The Community Emergency Response Team program is an all-risk, all-hazard training, according to a release. Participants will receive national certification as a CERT member upon completion. The course will cover terrorism awareness, an introduction to incident command, and hands-on teaching by emergency management experts, according to the release issued by Justin Kates, the city's emergency management director.
Local government prepares for everyday emergencies, said Kates. However, during a disaster, the number and scope of incidents can overwhelm conventional emergency services, he explained. The CERT program allows members of the community to have a better understanding of what to do in an emergency, said Martuscello.

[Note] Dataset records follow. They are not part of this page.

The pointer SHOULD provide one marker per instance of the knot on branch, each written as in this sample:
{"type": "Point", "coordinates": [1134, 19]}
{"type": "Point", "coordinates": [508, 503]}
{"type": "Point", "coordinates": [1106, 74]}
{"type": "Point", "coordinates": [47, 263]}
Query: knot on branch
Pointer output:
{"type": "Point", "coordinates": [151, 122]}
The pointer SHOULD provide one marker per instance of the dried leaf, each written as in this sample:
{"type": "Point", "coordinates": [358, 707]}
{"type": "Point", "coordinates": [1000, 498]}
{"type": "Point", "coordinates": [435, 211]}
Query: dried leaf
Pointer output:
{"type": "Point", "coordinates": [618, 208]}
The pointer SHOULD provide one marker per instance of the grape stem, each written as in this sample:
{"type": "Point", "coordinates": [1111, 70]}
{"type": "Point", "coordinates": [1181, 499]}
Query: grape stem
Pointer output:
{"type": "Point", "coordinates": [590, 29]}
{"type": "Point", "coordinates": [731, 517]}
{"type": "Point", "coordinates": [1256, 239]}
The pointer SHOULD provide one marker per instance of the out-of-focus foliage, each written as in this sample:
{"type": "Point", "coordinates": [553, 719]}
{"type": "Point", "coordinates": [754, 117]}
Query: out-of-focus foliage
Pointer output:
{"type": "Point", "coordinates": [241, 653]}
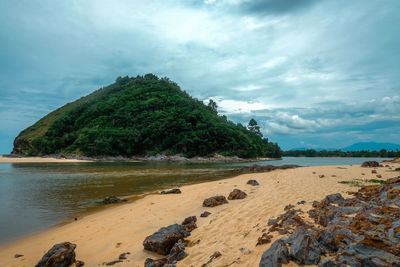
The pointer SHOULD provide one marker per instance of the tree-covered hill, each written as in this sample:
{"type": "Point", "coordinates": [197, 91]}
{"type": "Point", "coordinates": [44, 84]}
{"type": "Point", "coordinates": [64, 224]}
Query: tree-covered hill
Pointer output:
{"type": "Point", "coordinates": [145, 115]}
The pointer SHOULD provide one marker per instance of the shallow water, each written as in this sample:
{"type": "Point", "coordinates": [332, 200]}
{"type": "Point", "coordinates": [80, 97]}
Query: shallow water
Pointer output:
{"type": "Point", "coordinates": [35, 196]}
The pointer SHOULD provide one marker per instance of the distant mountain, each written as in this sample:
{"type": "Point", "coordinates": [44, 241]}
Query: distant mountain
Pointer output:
{"type": "Point", "coordinates": [371, 146]}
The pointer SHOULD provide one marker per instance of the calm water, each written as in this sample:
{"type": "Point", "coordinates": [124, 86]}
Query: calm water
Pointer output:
{"type": "Point", "coordinates": [34, 196]}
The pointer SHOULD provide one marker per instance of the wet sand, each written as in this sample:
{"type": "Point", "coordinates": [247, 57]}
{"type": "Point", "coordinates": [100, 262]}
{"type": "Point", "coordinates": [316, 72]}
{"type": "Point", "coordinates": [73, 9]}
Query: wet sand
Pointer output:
{"type": "Point", "coordinates": [4, 159]}
{"type": "Point", "coordinates": [232, 229]}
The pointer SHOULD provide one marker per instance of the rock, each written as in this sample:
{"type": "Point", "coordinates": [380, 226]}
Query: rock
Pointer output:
{"type": "Point", "coordinates": [112, 200]}
{"type": "Point", "coordinates": [165, 238]}
{"type": "Point", "coordinates": [264, 239]}
{"type": "Point", "coordinates": [213, 256]}
{"type": "Point", "coordinates": [214, 201]}
{"type": "Point", "coordinates": [155, 263]}
{"type": "Point", "coordinates": [370, 164]}
{"type": "Point", "coordinates": [304, 248]}
{"type": "Point", "coordinates": [177, 252]}
{"type": "Point", "coordinates": [275, 255]}
{"type": "Point", "coordinates": [253, 182]}
{"type": "Point", "coordinates": [237, 194]}
{"type": "Point", "coordinates": [327, 241]}
{"type": "Point", "coordinates": [172, 191]}
{"type": "Point", "coordinates": [190, 223]}
{"type": "Point", "coordinates": [60, 255]}
{"type": "Point", "coordinates": [205, 214]}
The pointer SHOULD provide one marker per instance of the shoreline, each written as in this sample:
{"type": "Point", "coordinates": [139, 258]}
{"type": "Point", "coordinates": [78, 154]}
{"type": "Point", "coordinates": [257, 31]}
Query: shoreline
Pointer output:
{"type": "Point", "coordinates": [77, 159]}
{"type": "Point", "coordinates": [103, 235]}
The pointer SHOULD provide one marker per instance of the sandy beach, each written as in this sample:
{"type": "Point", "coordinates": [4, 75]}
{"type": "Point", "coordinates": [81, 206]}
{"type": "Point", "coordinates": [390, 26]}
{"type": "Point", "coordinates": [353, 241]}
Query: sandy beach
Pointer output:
{"type": "Point", "coordinates": [232, 229]}
{"type": "Point", "coordinates": [4, 159]}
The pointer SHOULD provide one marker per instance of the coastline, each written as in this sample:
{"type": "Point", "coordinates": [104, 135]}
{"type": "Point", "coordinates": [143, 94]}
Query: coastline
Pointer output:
{"type": "Point", "coordinates": [103, 235]}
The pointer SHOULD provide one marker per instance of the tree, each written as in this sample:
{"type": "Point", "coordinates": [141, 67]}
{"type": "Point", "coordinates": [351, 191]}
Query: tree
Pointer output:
{"type": "Point", "coordinates": [212, 105]}
{"type": "Point", "coordinates": [254, 128]}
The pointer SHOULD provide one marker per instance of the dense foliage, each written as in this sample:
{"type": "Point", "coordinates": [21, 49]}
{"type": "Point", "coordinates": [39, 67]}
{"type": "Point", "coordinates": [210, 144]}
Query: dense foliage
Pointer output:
{"type": "Point", "coordinates": [145, 115]}
{"type": "Point", "coordinates": [338, 153]}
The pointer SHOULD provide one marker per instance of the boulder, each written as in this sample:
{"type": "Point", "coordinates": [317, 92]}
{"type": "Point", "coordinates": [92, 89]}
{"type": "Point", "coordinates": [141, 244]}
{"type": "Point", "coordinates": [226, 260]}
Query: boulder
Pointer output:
{"type": "Point", "coordinates": [172, 191]}
{"type": "Point", "coordinates": [370, 164]}
{"type": "Point", "coordinates": [165, 238]}
{"type": "Point", "coordinates": [214, 201]}
{"type": "Point", "coordinates": [333, 198]}
{"type": "Point", "coordinates": [190, 223]}
{"type": "Point", "coordinates": [60, 255]}
{"type": "Point", "coordinates": [253, 182]}
{"type": "Point", "coordinates": [155, 263]}
{"type": "Point", "coordinates": [112, 200]}
{"type": "Point", "coordinates": [275, 255]}
{"type": "Point", "coordinates": [205, 214]}
{"type": "Point", "coordinates": [237, 194]}
{"type": "Point", "coordinates": [304, 248]}
{"type": "Point", "coordinates": [177, 252]}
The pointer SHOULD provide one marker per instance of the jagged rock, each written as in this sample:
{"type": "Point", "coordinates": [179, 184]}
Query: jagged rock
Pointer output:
{"type": "Point", "coordinates": [264, 239]}
{"type": "Point", "coordinates": [214, 201]}
{"type": "Point", "coordinates": [304, 248]}
{"type": "Point", "coordinates": [190, 223]}
{"type": "Point", "coordinates": [370, 164]}
{"type": "Point", "coordinates": [327, 241]}
{"type": "Point", "coordinates": [237, 194]}
{"type": "Point", "coordinates": [112, 200]}
{"type": "Point", "coordinates": [177, 252]}
{"type": "Point", "coordinates": [172, 191]}
{"type": "Point", "coordinates": [155, 263]}
{"type": "Point", "coordinates": [60, 255]}
{"type": "Point", "coordinates": [253, 182]}
{"type": "Point", "coordinates": [333, 198]}
{"type": "Point", "coordinates": [275, 255]}
{"type": "Point", "coordinates": [165, 238]}
{"type": "Point", "coordinates": [205, 214]}
{"type": "Point", "coordinates": [331, 263]}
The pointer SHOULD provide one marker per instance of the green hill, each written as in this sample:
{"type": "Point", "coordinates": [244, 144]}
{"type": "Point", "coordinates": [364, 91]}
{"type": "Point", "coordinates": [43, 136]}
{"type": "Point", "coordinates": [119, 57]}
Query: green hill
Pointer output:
{"type": "Point", "coordinates": [145, 115]}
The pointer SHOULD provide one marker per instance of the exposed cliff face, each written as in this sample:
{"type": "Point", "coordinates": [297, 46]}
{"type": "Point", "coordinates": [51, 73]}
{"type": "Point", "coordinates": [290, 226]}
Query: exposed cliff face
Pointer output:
{"type": "Point", "coordinates": [145, 115]}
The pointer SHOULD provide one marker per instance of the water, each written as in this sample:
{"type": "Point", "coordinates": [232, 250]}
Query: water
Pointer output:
{"type": "Point", "coordinates": [35, 196]}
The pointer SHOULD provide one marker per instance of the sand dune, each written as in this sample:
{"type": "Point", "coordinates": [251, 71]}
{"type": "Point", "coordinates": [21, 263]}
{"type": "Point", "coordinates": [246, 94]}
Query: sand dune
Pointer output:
{"type": "Point", "coordinates": [232, 229]}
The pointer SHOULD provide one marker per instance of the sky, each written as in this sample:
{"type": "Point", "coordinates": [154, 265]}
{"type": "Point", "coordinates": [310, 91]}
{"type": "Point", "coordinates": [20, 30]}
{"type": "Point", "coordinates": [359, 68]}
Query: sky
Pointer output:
{"type": "Point", "coordinates": [313, 73]}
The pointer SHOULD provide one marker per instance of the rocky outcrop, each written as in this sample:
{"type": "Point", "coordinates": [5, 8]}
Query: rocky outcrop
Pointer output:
{"type": "Point", "coordinates": [190, 223]}
{"type": "Point", "coordinates": [113, 200]}
{"type": "Point", "coordinates": [60, 255]}
{"type": "Point", "coordinates": [277, 254]}
{"type": "Point", "coordinates": [171, 191]}
{"type": "Point", "coordinates": [165, 238]}
{"type": "Point", "coordinates": [370, 164]}
{"type": "Point", "coordinates": [214, 201]}
{"type": "Point", "coordinates": [205, 214]}
{"type": "Point", "coordinates": [237, 194]}
{"type": "Point", "coordinates": [266, 168]}
{"type": "Point", "coordinates": [253, 182]}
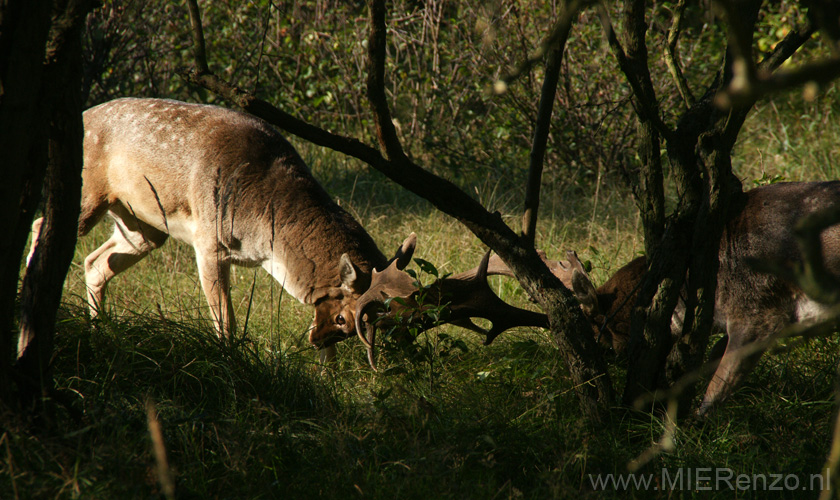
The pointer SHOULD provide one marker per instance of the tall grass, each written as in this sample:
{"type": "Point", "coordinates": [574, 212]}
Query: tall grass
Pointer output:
{"type": "Point", "coordinates": [260, 419]}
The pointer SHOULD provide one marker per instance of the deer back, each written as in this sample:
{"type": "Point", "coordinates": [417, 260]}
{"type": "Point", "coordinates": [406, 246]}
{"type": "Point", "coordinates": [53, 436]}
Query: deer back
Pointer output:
{"type": "Point", "coordinates": [212, 176]}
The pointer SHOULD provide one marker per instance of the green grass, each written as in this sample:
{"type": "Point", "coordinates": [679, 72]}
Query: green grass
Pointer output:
{"type": "Point", "coordinates": [261, 420]}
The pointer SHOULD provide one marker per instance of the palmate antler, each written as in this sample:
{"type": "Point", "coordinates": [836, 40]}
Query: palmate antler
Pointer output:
{"type": "Point", "coordinates": [464, 296]}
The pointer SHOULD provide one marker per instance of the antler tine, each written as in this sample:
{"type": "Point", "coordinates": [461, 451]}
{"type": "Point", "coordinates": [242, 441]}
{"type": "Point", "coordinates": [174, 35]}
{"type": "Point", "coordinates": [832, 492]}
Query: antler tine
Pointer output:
{"type": "Point", "coordinates": [470, 296]}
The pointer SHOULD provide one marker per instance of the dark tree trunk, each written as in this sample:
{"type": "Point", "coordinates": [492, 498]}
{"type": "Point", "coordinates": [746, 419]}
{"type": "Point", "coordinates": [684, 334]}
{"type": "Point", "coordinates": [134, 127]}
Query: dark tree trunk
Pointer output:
{"type": "Point", "coordinates": [43, 283]}
{"type": "Point", "coordinates": [24, 26]}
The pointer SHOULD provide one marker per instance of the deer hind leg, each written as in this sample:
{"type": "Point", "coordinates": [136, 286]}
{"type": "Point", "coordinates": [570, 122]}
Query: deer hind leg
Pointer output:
{"type": "Point", "coordinates": [214, 272]}
{"type": "Point", "coordinates": [734, 366]}
{"type": "Point", "coordinates": [132, 240]}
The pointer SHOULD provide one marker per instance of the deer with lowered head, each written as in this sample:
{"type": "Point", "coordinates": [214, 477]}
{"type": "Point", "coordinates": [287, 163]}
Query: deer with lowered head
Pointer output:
{"type": "Point", "coordinates": [234, 189]}
{"type": "Point", "coordinates": [750, 305]}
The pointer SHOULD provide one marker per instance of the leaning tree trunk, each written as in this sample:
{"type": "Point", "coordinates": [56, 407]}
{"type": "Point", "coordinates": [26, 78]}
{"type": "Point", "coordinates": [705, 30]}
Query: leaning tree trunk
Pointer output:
{"type": "Point", "coordinates": [43, 283]}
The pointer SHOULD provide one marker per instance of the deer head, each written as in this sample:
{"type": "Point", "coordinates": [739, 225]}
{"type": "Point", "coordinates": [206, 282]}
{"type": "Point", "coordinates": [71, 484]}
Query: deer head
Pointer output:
{"type": "Point", "coordinates": [393, 292]}
{"type": "Point", "coordinates": [335, 310]}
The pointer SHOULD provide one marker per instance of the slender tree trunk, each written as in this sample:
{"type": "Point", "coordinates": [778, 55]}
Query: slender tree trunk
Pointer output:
{"type": "Point", "coordinates": [24, 26]}
{"type": "Point", "coordinates": [43, 283]}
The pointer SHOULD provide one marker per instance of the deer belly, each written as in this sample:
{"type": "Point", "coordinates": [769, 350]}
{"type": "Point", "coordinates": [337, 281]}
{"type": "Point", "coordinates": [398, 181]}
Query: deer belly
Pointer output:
{"type": "Point", "coordinates": [811, 310]}
{"type": "Point", "coordinates": [291, 285]}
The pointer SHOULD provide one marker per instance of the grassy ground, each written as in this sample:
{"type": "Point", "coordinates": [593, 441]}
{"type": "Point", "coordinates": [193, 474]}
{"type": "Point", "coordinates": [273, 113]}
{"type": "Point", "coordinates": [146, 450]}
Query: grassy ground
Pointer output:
{"type": "Point", "coordinates": [447, 419]}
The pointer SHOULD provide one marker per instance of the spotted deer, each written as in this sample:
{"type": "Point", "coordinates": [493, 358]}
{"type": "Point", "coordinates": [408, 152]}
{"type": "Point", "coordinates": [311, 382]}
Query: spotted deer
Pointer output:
{"type": "Point", "coordinates": [234, 189]}
{"type": "Point", "coordinates": [750, 305]}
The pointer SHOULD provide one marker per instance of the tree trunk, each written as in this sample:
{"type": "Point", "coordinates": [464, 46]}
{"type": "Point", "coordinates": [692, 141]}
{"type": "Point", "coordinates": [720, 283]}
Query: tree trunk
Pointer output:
{"type": "Point", "coordinates": [43, 283]}
{"type": "Point", "coordinates": [24, 26]}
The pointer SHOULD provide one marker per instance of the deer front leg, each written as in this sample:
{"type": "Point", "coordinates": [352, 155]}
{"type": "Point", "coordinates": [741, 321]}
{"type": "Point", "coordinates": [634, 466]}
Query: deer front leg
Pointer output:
{"type": "Point", "coordinates": [131, 242]}
{"type": "Point", "coordinates": [214, 272]}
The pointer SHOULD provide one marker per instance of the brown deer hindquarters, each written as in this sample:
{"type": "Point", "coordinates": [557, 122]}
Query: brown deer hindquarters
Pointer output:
{"type": "Point", "coordinates": [750, 305]}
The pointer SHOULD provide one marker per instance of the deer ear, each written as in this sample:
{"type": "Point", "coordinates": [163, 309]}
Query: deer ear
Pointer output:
{"type": "Point", "coordinates": [585, 293]}
{"type": "Point", "coordinates": [351, 276]}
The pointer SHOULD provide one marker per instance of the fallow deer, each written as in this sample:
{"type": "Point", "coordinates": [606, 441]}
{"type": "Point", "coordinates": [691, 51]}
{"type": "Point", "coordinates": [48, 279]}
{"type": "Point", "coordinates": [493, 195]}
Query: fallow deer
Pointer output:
{"type": "Point", "coordinates": [232, 187]}
{"type": "Point", "coordinates": [750, 305]}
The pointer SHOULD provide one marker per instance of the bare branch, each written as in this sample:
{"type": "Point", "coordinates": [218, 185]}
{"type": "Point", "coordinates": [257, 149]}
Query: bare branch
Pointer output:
{"type": "Point", "coordinates": [199, 50]}
{"type": "Point", "coordinates": [538, 147]}
{"type": "Point", "coordinates": [385, 131]}
{"type": "Point", "coordinates": [672, 56]}
{"type": "Point", "coordinates": [559, 30]}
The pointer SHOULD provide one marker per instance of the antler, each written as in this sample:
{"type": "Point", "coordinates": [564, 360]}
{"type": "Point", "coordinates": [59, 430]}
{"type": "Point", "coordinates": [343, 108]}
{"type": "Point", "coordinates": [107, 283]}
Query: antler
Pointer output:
{"type": "Point", "coordinates": [465, 296]}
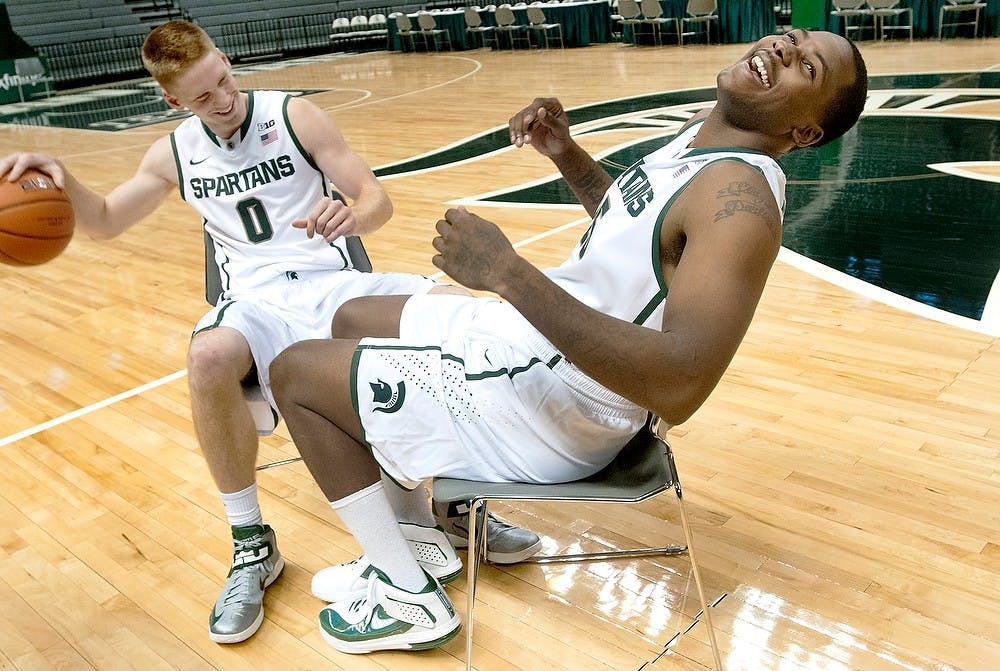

Participants will learn how to check on neighbors when the electricity goes out, how to handle downed power lines, what to do in a search and rescue incident before police or fire crews arrive, and how to properly calm an injured individual before first responders are on the scene, she said.
"We are not teaching people how to become a paramedic or firefighter, but we are teaching them basic skills to handle stressful situations before first responders arrive," she added.
One class will take place every Tuesday and Thursday from 6:30 to 8 p.m., March 21 to April 30, at Daniel Webster College, in addition to one class on Saturday, May 4, from 8:45 a.m. to 5 p.m.
The second class is scheduled from 8:45 a.m. to 5 p.m. on April 20, April 27 and May 4 at the Lake Street Fire Station.